Troubleshooting a Network


The following figure shows a network that has several problems: Computers on the network can't access the Internet; the domain name system (DNS) server is down; some computers can't see the other computers on the network because they are getting their Internet Protocol (IP) addresses and DNS information from an unsanctioned Dynamic Host Configuration Protocol (DHCP) server; and a Mac OS X computer (in this case, the iMac) has some services like File Transfer Protocol (FTP) and remote login turned on. In this lesson, you'll learn how to troubleshoot these issues.

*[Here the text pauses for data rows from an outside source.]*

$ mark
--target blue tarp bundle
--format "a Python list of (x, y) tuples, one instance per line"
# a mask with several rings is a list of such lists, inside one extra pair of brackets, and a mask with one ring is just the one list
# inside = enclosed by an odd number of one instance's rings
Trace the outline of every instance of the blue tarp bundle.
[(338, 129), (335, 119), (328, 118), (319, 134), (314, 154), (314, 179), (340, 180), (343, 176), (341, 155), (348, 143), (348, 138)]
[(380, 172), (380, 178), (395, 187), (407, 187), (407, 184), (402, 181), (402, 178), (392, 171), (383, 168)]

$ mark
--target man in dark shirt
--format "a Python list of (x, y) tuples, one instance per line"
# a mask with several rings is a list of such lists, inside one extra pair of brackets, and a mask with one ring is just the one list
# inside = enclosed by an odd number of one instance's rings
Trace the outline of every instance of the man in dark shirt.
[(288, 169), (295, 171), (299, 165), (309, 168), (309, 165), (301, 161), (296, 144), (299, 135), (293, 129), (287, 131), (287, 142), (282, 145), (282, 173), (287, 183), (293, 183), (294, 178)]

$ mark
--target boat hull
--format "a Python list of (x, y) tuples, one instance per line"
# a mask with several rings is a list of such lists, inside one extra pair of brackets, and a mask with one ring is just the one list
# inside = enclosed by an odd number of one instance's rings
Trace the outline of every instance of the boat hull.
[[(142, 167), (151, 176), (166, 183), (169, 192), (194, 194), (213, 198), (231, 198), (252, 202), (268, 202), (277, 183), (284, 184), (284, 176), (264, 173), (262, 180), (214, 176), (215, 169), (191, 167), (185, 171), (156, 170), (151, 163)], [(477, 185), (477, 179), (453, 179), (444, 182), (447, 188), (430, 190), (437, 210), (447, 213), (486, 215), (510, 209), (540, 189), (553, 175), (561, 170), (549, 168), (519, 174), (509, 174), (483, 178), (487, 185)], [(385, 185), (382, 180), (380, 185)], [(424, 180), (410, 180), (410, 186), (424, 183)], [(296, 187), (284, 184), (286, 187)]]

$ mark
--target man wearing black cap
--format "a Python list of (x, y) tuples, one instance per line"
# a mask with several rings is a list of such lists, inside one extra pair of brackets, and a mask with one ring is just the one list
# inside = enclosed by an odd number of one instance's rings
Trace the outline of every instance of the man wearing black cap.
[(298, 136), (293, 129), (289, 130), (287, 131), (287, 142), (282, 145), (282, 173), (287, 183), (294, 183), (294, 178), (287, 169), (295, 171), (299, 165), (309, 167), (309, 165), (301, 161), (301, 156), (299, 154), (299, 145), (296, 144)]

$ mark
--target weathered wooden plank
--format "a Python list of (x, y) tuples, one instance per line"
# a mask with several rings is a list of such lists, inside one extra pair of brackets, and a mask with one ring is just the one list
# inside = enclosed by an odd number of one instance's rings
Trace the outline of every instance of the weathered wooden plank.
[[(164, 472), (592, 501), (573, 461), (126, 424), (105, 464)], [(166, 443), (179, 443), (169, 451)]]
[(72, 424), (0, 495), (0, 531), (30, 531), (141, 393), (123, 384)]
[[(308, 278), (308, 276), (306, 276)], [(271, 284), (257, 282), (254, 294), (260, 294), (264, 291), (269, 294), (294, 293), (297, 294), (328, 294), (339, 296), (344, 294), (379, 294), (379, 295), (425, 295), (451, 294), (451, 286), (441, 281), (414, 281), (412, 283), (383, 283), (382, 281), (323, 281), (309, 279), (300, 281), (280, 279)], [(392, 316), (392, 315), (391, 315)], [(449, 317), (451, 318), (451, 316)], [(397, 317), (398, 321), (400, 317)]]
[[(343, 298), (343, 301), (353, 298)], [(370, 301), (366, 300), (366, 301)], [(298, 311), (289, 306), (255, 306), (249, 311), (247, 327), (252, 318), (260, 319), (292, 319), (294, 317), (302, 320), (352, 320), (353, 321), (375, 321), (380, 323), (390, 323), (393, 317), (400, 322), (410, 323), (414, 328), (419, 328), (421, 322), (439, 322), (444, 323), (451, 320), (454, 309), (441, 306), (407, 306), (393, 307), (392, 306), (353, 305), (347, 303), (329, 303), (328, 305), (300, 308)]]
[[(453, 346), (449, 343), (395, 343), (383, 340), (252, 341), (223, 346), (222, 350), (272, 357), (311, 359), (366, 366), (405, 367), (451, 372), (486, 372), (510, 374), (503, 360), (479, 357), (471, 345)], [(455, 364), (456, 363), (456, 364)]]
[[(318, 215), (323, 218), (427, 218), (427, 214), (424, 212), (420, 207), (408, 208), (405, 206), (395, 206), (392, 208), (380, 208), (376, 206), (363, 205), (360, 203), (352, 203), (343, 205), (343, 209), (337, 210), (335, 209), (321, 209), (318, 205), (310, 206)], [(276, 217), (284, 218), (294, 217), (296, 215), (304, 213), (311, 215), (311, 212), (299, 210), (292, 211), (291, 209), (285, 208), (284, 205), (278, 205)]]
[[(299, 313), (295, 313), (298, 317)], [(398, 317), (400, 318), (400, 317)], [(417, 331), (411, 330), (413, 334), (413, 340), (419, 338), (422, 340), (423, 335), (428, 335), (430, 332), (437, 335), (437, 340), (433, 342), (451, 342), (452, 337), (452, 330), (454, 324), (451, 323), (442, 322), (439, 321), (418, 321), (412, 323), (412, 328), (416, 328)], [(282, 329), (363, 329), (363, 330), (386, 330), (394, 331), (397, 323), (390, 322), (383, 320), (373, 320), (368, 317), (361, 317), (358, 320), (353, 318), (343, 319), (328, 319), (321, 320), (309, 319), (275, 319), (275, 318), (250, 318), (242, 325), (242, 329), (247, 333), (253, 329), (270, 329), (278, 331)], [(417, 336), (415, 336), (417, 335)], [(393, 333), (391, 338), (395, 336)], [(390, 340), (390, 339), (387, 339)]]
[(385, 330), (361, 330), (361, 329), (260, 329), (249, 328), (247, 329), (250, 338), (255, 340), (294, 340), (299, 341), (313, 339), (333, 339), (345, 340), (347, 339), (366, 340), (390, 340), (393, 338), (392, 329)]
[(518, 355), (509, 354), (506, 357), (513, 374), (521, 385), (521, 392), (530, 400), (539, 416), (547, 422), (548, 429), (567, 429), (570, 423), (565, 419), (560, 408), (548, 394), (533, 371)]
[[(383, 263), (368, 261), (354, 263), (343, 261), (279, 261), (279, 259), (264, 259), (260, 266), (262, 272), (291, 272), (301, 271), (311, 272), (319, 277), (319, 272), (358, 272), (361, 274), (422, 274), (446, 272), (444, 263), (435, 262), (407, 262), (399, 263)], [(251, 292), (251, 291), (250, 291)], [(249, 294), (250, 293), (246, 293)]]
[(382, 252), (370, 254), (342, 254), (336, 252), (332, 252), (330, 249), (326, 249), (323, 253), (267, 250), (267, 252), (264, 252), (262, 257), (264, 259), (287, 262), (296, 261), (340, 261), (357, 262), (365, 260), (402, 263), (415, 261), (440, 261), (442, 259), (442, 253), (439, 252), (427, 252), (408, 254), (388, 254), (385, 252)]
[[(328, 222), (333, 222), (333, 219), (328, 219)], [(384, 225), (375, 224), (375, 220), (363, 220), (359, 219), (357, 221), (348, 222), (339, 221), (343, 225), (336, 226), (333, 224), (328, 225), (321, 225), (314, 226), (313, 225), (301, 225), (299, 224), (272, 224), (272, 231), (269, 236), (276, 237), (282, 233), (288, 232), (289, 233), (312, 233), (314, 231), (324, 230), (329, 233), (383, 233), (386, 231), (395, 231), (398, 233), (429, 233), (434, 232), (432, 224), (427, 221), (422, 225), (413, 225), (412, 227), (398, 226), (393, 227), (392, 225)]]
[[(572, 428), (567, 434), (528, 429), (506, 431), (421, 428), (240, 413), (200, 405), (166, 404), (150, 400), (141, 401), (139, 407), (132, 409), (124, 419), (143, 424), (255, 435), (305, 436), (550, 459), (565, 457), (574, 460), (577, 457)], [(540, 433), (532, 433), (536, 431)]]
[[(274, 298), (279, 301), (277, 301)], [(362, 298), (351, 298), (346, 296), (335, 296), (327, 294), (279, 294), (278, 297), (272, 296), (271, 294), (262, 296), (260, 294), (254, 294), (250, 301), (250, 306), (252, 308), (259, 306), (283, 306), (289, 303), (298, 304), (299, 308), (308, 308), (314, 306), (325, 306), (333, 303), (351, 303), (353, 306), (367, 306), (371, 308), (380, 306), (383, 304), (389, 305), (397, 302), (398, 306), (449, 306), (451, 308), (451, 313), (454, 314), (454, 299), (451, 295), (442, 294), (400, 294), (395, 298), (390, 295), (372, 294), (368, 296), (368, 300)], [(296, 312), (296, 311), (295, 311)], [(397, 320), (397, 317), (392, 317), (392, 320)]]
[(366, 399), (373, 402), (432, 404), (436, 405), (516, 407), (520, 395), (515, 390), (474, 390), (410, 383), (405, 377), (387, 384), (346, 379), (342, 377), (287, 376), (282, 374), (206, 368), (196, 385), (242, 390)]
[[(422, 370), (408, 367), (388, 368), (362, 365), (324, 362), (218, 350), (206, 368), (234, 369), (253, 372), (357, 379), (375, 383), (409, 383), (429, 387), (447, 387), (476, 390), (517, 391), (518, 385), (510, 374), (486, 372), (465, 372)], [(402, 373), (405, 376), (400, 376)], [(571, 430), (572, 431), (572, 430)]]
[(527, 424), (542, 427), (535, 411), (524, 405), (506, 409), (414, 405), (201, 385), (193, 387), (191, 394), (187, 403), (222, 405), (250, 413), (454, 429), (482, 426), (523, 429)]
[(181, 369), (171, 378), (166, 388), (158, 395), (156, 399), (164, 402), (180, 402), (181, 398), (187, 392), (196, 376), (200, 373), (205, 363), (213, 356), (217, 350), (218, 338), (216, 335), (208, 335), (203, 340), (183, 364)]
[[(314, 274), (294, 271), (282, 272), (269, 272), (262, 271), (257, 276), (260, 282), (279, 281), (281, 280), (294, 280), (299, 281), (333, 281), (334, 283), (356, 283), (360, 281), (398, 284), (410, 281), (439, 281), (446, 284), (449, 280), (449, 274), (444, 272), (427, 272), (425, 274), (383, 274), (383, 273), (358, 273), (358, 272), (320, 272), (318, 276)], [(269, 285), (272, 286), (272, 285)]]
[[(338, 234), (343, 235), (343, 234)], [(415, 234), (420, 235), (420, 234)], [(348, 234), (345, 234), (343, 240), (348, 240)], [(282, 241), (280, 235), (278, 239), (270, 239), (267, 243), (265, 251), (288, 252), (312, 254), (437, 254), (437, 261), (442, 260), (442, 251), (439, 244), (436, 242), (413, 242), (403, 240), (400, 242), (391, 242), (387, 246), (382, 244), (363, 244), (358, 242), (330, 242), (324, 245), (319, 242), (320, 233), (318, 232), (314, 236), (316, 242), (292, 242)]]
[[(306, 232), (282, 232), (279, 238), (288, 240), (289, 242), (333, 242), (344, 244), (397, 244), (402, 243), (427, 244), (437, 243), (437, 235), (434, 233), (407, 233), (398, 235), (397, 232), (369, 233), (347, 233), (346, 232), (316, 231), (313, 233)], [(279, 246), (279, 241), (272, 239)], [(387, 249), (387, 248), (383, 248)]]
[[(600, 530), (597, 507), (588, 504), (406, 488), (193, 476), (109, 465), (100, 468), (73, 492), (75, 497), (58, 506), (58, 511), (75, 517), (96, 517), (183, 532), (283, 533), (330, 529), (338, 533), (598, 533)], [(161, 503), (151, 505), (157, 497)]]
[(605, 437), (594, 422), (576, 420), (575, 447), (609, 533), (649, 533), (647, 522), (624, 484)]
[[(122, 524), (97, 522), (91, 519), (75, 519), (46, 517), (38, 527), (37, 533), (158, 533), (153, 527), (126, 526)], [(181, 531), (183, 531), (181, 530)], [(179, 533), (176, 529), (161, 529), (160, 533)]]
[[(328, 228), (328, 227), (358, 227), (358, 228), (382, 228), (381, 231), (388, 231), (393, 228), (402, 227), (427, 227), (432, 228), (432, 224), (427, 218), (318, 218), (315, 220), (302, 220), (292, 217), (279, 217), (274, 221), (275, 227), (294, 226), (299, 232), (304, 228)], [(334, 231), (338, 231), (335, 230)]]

Establishing a Methodology

The following flowchart, which provides a framework for the network troubleshooting process, is a condensed version of the Apple General Troubleshooting Flowchart.

Gather Information

The first step in this process is to gather information about the issue. You're trying to establish its exact nature by getting as much information as possible. For example, you may find that the symptom the end user is reporting has stopped the user but has nothing to do with the underlying issue. Initial reports may be misleading. "I can't connect to the Internet" is meaningless until you have more information.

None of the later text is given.